LRD guides and handbook June 2016

Law at Work 2016

Chapter 6

Requirements to notify employers 


[ch 6: pages 176-177]

To comply with the legislation, a union must also give notice to employers at four key stages as set out below. These are contained in section 226A, TULRCA (amended by the ERA 04).


The DTI, now the Department for Business, Innovation and Skills (BIS), Code of Practice Industrial action ballots and notice to employers, provides further information (although this Code predates the TUA16).


Notification stages 


Stage 1: When taking a decision to ballot for industrial action, a union must first notify the employer in writing, at least seven days before the ballot, that the union intends to hold a ballot, as well as the date when it believes the ballot will begin. The union must also provide either (a) a list of the categories of worker and workplaces, with numbers; or (b) if the employer makes deductions for payments to the union, a check-off list, either the same list as in (a) above, or such information as to enable the employer to identify the employees concerned (section 226A(1), TULRCA).


When compiling the list of categories of worker, unions need only provide numbers by reference to general job categories, and need not be limited to any particular categories, such as those used for pay purposes (National Union of Rail, Maritime & Transport Workers v Serco Limited t/a Serco Docklands and The Associated Society of Locomotive Engineers & Firemen v London & Birmingham Railway Limited t/a London Midland [2011] EWCA Civ 226).


Stage 2: No later than three days before the ballot commences, the employer must have received a sample copy of the ballot paper.


Stage 3: As soon as possible after the ballot result has been declared, the union must notify the employer of the outcome (section 231A, TULCRA), providing information as to the number of workers entitled to vote, number of votes cast, number who answered in favour and against to each question and number of spoiled or invalid voting papers. Once the changes to the balloting thresholds in the TUA16 become law, this notice will also have to state whether the number of votes cast was as least 50% of the bargaining unit (with at least 40% voting in favour in a strike in “important services”). This requirement to notify the employer as soon as possible has been interpreted strictly by courts.

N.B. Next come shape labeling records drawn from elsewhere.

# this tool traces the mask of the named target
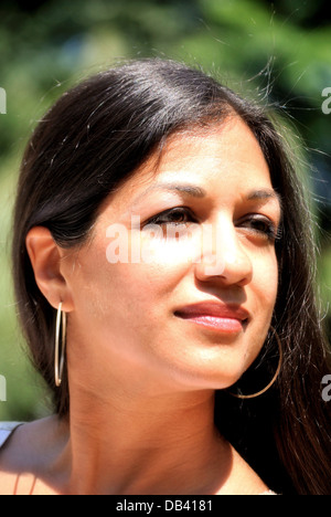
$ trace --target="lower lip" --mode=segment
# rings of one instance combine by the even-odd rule
[[[215,316],[186,316],[177,315],[181,319],[201,325],[210,328],[211,330],[217,330],[224,334],[238,334],[243,331],[245,323],[241,319],[235,318],[220,318]]]

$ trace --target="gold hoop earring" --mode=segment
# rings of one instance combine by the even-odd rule
[[[270,329],[274,331],[274,336],[276,337],[276,340],[277,340],[277,345],[278,345],[278,349],[279,349],[279,361],[278,361],[278,367],[277,367],[277,370],[276,370],[276,373],[275,376],[273,377],[273,379],[270,380],[270,382],[268,383],[268,386],[266,386],[266,388],[264,388],[263,390],[258,391],[257,393],[253,393],[253,394],[248,394],[248,395],[243,395],[243,394],[239,394],[239,393],[232,393],[232,392],[228,392],[232,397],[235,397],[236,399],[255,399],[256,397],[259,397],[263,393],[265,393],[266,391],[268,391],[271,386],[276,382],[278,376],[279,376],[279,372],[280,372],[280,369],[281,369],[281,365],[282,365],[282,348],[281,348],[281,341],[280,341],[280,338],[277,334],[277,331],[275,330],[274,327],[270,327]]]
[[[61,357],[60,357],[60,335],[61,335]],[[58,388],[62,383],[64,358],[65,358],[65,345],[66,345],[66,314],[62,310],[62,303],[61,303],[57,309],[56,329],[55,329],[54,372],[55,372],[56,388]]]

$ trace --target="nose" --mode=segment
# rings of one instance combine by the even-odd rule
[[[217,277],[224,285],[249,284],[253,277],[252,258],[233,222],[223,219],[216,225],[205,224],[202,235],[201,260],[195,266],[196,277],[203,282]]]

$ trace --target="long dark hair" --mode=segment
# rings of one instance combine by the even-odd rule
[[[271,325],[281,339],[284,361],[278,381],[257,399],[242,401],[217,392],[215,422],[274,489],[328,494],[331,405],[322,399],[321,381],[331,369],[314,295],[309,210],[266,108],[200,70],[166,60],[129,62],[65,93],[41,120],[24,154],[14,212],[13,271],[22,327],[57,413],[67,415],[67,373],[60,389],[54,386],[54,309],[36,286],[25,247],[28,232],[43,225],[63,247],[84,243],[102,202],[169,135],[222,124],[231,113],[254,133],[282,199]],[[275,341],[266,345],[259,360],[264,373],[254,365],[243,379],[243,391],[256,391],[259,377],[267,383],[275,351]]]

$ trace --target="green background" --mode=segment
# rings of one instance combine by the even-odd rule
[[[313,192],[319,284],[329,326],[331,288],[331,20],[318,0],[56,0],[0,2],[0,420],[52,411],[30,367],[11,289],[11,210],[26,140],[77,81],[118,60],[159,56],[202,65],[238,93],[275,107]],[[0,105],[1,106],[1,105]],[[330,103],[331,106],[331,103]]]

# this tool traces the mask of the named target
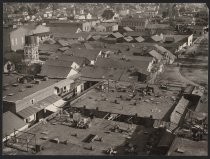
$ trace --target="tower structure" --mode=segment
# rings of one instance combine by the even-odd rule
[[[39,39],[37,36],[29,35],[25,37],[24,61],[27,63],[39,63]]]

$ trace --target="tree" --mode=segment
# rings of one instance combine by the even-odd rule
[[[104,10],[104,12],[101,16],[102,16],[102,18],[109,20],[109,19],[113,18],[114,12],[110,9],[107,9],[107,10]]]

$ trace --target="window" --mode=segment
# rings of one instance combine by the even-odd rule
[[[34,104],[34,99],[31,100],[31,104]]]
[[[66,92],[66,86],[63,87],[63,92],[64,92],[64,93]]]
[[[14,46],[14,45],[15,45],[15,44],[14,44],[14,39],[12,38],[12,40],[11,40],[11,41],[12,41],[12,46]]]
[[[22,39],[22,44],[24,44],[24,38],[22,37],[21,39]]]
[[[15,45],[17,45],[17,38],[15,38]]]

Stage 4: Here, an important change will be made by section 8 of the TUA16 once the section is in force. The amount of notice the union must give the employer before the balloted industrial action begins is currently seven days (section 234A, TULRCA). This is to increase to 14 days (or seven days if the employer agrees).


The notice must be in writing, giving information on the number, category or workplaces of the employees being called upon to take action, the date the action will begin, or the date of each stoppage if planning a series of stoppages, a statement that the union gives notice under section 234A of TULCRA 1992, and the lists of categories of workers and workplaces, as for Stage 1. The notice must also specify whether the action planned is continuous (giving the intended date when it will commence) or discontinuous (giving the intended dates when it will occur). 


When providing an explanation of how figures in the statutory notifications have been arrived at, the union must provide the employer with figures that are as accurate as possible, in the light of information in the union’s possession at the time of providing the figures. Union officers are not required to take any extra steps to obtain additional information from members. In particular, there is no obligation to provide information about precisely who did what and when, in relation to compiling the data (National Union of Rail, Maritime & Transport Workers v Serco Limited t/a Serco Docklands and The Associated Society of Locomotive Engineers & Firemen v London & Birmingham Railway Limited t/a London Midland [2011] EWCA Civ 226).